That said, unless your toddler is asking for a pillow, forgo one as long as they haven’t moved into a bed — and even then, it’s not immediately necessary.
The safer bet: No pillow for now.
Hazard #5: Giving your toddler a pillow too early — even if they’re in a bed
On the flip side, a bed doesn’t automatically equate a pillow since babies and toddlers move out of cribs at varying ages.
“If your child is transitioning to a bed younger than age 2, do not introduce a pillow,” says Jennifer Gilman, a certified sleep consultant in New Jersey. “Infants and toddlers are used to sleeping on a bare, flat and firm surface, which is the safest sleep environment for them.”

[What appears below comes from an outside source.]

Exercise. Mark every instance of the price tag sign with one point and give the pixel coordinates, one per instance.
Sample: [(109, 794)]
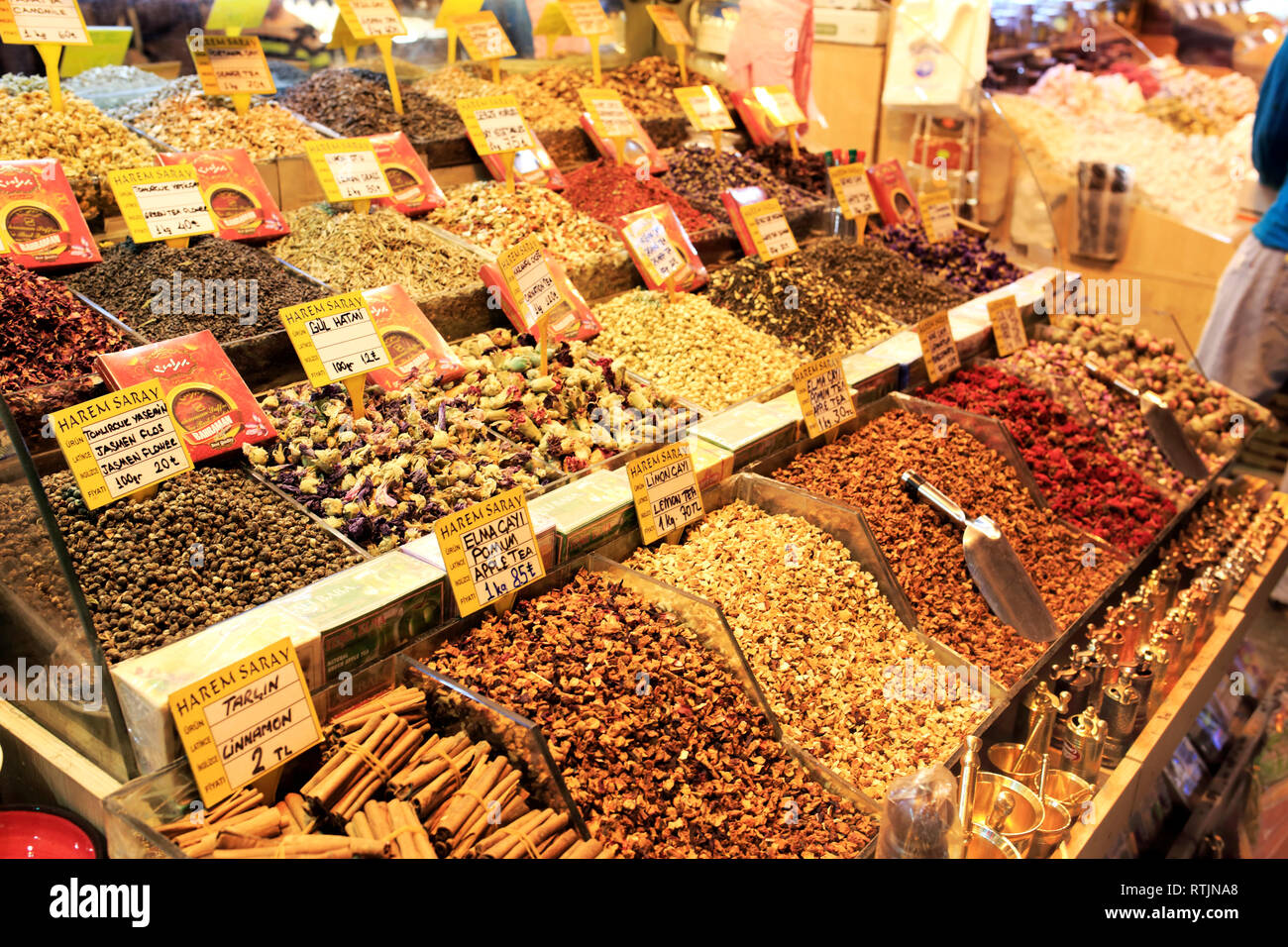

This means you can absolutely transition your toddler to a bed without a pillow.
“Our idea of comfort as adults is very different from what our children are used to,” says Gilman. “There is no need to worry that they are uncomfortable, because sleeping without a pillow is all they’ve known.”
Also, there’s a good chance they won’t stay on the pillow in the beginning anyway.
“Children don’t enter that stage of paralysis in their sleep that we do as adults until the age of 3 or 4, so they shift around a ton and don’t necessarily stay on a pillow or under blankets,” says Szmulewitz.
The safer bet: No pillow for now.
Hazard #6: Using a pillow with dangerous filling
When looking for the best toddler pillow, definitely opt for one that isn’t filled with small, hard grains or seeds, such as buckwheat or millet.
“Don’t give your toddler a pillow with pellets or small particles that could be a potential choking hazard,” says Trachtenberg. “Instead, give them a fiber-filled pillow.”
Typically, grain-filled pillows are geared toward eco-minded adults, which is all the more reason to stick to toddler-sized pillows.
The safer bet: Pottery Barn Kids Eco Down-Free Toddler Pillow
Filled with 70% recycled polyester and 30% Tencel fiber, the Eco Down-Free Toddler Pillow from Pottery Barn Kids is free from small pieces, making it safe for toddlers. And parents will love that its cover is made of 100% organic cotton.
Where to buy: Eco Down-Free Toddler Pillow ($39, Pottery Barn Kids)
The bottom line
No matter how old they are, keep in mind that many kids don’t take to using a pillow right away.
“Don’t be surprised if your child doesn’t actually use the pillow at first, or if it is thrown out of his bed,” says Romanyuk. “Your child will start to sleep with a pillow when they are ready.”